What size socket did you use to remove the bolts (the 4 tiny headed ones on the controller module)?


_Modified by herb2k at 5:55 PM 1-15-2010_


----------



## Beetle8tor (Nov 2, 2008)

*Re: Replacing ABS module -- brake line questions (herb2k)*

I used a 4mm (6 point) socket. Fit perfectly. 
I don't know how important it is, but the Bentley manual advises replacing these when you remove them. Module Master sells them very cheaply and is worth the peace of mind. I'm sure you can also get them at a VW dealer for a decent price too.


----------



## Beetle8tor (Nov 2, 2008)

*Re: Replacing ABS module -- brake line questions (drewgli)*

Sorry Drewgli.....I didn't have this thread set to email me with replies.
My brake warning light was flashing. It was intermittent at first and then became consistently on after a few months. It then started chiming 3 times each time the brakes were applied. 
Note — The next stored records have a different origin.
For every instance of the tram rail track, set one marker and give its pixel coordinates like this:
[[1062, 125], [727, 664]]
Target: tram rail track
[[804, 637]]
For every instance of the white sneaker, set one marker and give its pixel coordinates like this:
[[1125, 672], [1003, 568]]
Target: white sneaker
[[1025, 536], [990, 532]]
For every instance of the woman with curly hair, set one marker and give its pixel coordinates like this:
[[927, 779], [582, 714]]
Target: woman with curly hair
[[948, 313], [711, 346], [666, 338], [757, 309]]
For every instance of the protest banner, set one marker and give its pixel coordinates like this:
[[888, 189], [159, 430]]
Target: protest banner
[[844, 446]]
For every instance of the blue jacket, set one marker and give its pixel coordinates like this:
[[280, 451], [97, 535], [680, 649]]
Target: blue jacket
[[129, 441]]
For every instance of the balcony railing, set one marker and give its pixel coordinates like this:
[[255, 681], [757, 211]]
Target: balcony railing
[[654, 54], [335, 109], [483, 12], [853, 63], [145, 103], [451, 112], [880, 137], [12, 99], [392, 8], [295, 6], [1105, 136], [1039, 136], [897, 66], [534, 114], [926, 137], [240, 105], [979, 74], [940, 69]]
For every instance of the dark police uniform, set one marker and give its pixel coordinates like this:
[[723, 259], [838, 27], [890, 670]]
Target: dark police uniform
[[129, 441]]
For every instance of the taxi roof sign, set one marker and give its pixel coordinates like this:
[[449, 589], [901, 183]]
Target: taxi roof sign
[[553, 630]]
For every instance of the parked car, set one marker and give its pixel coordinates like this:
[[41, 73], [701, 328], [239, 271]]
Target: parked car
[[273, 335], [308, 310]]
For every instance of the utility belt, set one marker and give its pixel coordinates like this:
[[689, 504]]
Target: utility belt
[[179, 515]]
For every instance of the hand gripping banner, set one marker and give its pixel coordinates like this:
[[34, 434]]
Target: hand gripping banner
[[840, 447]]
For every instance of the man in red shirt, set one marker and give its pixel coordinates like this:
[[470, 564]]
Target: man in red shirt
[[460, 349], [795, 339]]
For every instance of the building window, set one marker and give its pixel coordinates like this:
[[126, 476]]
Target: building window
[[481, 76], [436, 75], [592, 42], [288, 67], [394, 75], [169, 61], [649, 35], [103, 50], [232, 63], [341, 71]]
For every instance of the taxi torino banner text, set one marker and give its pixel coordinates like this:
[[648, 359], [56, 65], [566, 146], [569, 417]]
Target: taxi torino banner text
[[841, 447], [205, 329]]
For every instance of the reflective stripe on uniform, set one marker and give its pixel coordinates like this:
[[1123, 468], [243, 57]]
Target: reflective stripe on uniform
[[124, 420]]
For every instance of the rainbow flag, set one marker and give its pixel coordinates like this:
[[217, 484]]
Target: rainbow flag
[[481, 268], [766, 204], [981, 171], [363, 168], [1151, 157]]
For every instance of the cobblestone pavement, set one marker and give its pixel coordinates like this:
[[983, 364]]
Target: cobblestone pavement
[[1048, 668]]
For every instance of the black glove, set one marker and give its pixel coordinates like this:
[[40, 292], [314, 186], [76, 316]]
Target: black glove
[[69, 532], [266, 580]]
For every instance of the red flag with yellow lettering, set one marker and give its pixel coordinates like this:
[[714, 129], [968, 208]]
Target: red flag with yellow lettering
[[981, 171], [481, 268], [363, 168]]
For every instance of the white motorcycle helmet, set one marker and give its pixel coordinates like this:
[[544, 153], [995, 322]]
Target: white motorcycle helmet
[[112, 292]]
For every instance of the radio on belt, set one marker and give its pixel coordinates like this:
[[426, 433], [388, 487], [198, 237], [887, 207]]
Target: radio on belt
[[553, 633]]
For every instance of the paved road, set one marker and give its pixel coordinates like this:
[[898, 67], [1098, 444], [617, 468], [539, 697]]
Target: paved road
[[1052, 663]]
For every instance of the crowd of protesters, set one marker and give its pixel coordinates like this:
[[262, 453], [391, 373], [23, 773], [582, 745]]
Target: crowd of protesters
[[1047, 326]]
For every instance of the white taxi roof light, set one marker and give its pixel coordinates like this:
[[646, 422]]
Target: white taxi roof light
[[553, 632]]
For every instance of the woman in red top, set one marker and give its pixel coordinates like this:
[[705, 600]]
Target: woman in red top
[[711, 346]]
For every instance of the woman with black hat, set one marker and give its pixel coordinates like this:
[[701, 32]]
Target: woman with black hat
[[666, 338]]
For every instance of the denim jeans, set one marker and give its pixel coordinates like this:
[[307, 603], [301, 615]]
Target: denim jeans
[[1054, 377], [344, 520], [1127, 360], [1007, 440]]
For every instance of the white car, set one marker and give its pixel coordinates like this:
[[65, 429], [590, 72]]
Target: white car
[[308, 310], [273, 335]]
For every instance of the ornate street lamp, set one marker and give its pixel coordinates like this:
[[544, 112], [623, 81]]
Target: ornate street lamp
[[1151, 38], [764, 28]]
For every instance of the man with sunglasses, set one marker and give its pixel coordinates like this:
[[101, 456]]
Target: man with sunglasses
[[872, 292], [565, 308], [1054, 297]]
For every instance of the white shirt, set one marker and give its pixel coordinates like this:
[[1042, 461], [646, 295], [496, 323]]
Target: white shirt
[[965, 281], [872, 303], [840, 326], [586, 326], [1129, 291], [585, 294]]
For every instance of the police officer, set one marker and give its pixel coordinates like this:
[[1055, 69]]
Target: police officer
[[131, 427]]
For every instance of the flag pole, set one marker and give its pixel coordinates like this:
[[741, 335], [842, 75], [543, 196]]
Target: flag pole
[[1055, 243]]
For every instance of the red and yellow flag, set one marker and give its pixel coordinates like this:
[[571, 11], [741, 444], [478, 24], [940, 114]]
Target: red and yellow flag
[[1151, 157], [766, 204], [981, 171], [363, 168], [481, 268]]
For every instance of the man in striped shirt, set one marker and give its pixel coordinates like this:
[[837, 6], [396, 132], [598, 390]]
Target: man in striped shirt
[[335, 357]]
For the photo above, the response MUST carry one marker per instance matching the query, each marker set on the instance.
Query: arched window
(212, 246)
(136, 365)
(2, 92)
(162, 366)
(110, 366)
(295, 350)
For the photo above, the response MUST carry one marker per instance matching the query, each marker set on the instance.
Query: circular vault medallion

Also, this code started showing up on the Vag-com about the time the warning light started showing up:
Address 03: ABS Brakes
Control Module Part Number: 1J0 907 379 G
Component and/or Version: ABS 20 IE CAN 0001
Software Coding: 03504
Work Shop Code: WSC 00066
1 Fault Found:
01276 - ABS Hydraulic Pump (V64) 
16-00 - Signal Outside Specifications

The modules are extremely common failure items from what I understand. I'm very happy with the success of this rebuild. The ABS is working perfectly.
I hope you got this sorted out. Again, sorry I missed your post!


----------



## StreetRacerBY (Jul 25, 2009)

A have the same problem you had. So how you did bleeding after you put module back? Did you use VAGCOM at all? When did you release brake pedal? Is this step important or not? What do you think?


----------